Tarihte, toprak bütünlüğünü ve ulusal birliğini kurmuş bir devletin kendi isteğiyle federasyonlara bölündüğünün bir tek örneği yoktur (Özdemir İnce, Hürriyet Gazetesi). Eyaletlerle yönetilen devletler ise bünyesindeki devletçiklerin birleşmesiyle kurulmuşlardır. Yugoslavya örneğinde görüldüğü gibi sonradan federasyona geçiş, iç çatışmalar sonucunda olmuş ve devlet yapısı birden çok parçalara bölünmüştür.
Tek millet olmamıza rağmen, uzun zamandan beri milletimizin arasına nifak tohumları ekilmektedir. Bir olmak, iri olmak, diri olmak yerine ayrılık hesapları yapılmaktadır. Ülkemiz yönetim şeklinin eyalet sistemine geçişi en olmadık ağızlarca ifade edilerek, üniter yapı lağvedilerek federatif yapıya geçiş gündemin merkezine oturtulmuştur. Ne oldu da bir olmanın yolları, güçlü olmanın, sosyal devlete ulaşmanın yolları milletten gizlenerek, ayrılmanın, parçalanmanın şekli olan eyalet ve federasyon propaganda edilmektedir.
Gazeteci Sedat Sertoğluna dönemin Başbakanı Abdullah Gül, (13 Temmuz 2003 Pazar günkü köşe yazısında) şunları söylüyordu.
"Ben bu gezileri yapmadan önce, şimdi senin oturduğun koltukta ABD Dışişleri Bakanı Powell oturuyordu. Onunla iki sayfalık, dokuz maddelik bir plan üzerinde anlaştık
Devamında anlaşılan maddeler tek tek sayılıyordu. İşte bu maddelerden bir tanesi Türkiye dört yıl içinde uygulanacak bir planla, üniter yapısını devrederek federasyona geçecek. Bu anlamda "kamu reformu yasası" çıkarılacak. maddesiydi.

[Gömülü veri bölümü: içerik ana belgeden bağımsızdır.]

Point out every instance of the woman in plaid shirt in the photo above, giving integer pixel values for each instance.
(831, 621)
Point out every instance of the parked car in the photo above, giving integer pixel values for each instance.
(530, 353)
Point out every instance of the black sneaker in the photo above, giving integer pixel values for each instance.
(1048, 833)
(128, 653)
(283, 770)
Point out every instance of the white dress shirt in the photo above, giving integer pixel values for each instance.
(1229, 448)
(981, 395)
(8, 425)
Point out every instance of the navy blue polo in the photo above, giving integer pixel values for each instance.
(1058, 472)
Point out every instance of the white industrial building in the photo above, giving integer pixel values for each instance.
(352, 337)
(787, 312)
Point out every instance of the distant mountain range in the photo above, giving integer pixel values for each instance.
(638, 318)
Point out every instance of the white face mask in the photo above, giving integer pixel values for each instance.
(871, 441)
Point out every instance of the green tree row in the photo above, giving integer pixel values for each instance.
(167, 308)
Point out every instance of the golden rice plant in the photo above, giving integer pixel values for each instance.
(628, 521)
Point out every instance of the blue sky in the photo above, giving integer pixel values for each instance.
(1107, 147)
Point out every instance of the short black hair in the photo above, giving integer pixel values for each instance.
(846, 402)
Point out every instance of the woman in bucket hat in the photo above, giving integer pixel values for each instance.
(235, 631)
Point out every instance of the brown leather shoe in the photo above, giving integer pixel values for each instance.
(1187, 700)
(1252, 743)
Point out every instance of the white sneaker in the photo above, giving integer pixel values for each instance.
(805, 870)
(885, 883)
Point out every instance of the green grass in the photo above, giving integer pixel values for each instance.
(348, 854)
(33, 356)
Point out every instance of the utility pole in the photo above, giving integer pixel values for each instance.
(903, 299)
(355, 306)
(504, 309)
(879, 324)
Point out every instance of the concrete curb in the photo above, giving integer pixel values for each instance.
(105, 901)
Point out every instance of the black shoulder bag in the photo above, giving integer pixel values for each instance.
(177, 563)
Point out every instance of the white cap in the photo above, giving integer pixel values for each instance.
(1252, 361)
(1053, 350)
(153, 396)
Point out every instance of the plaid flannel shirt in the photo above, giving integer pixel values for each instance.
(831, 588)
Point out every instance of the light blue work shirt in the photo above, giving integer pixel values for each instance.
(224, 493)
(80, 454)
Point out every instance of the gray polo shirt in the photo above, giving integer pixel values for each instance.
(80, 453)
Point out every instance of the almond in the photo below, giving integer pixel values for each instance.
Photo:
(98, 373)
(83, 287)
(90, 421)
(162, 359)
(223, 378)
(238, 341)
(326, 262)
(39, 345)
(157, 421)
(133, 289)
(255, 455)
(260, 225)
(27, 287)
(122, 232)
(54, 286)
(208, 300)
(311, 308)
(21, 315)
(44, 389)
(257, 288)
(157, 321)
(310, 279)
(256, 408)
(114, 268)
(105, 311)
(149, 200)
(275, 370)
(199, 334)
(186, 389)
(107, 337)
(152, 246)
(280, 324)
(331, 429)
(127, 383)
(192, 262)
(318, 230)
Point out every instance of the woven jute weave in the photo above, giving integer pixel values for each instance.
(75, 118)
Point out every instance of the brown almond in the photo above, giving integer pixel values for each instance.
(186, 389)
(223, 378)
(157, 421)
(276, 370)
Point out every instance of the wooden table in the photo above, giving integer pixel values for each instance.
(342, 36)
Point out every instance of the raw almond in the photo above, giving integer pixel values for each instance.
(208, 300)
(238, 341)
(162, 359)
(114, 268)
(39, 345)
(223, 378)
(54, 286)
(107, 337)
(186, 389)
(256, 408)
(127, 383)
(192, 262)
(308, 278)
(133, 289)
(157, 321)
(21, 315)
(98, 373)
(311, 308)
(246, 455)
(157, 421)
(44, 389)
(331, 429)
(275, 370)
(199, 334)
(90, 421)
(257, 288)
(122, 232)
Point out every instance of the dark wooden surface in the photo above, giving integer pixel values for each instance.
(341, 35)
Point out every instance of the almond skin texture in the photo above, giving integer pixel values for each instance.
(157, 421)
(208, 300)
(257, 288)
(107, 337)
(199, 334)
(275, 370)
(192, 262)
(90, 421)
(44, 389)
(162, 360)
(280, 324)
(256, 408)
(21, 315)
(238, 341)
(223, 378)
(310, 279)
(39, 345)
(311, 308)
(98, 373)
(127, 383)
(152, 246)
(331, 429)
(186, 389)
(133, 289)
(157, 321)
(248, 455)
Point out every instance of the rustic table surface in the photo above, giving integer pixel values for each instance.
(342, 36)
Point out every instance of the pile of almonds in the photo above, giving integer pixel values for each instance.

Hükümet mecliste kabul edilmesine rağmen kamu reformu yasasını köşkten geçirememişti.
O halde köşke de sahip olunması gerekiyordu.
Köşk seçiminin yaklaştığı günümüzde, kamuoyunun da ikna edilmesi de gerekiyordu. Öyle ya cumhurbaşkanı seçimlerinden sonra genel seçimler geliyordu. Halkın uyanmaması gerekiyordu. Halkın uyanması hesapların zora girmesine yol açardı.
İşte son günlerde en olmadık ağızlar tarafından açılan eyalet tartışmalarının, federasyon gündeminin esas sebebi ABDye verilen sözdür.
Türkiye her yanından kıskaca alınmış vaziyette. İçten ve dıştan sürekli sıkıştırılıp canı çıkartılıyor. İç politikada ki gelişmeler, dış politikada yaşananlar, ekonomik vaziyet, terör, eğitim, azınlıklara verilen tavizler ve diğerleri hepsi birbiriyle yakın ilişki içinde. Küçük kareler bir araya getirildiği zaman birbirini tamamladığı görülüyor. Vaziyet: Türkiye işgal altında. Evet, şimdilik şiddetli rüzgârlar yok, kasırga da yok, etrafı sel almamış, binalar da yerinde. Fakat yaşanan basık ve can sıkıcı hava, tufan öncesi sessizliğidir.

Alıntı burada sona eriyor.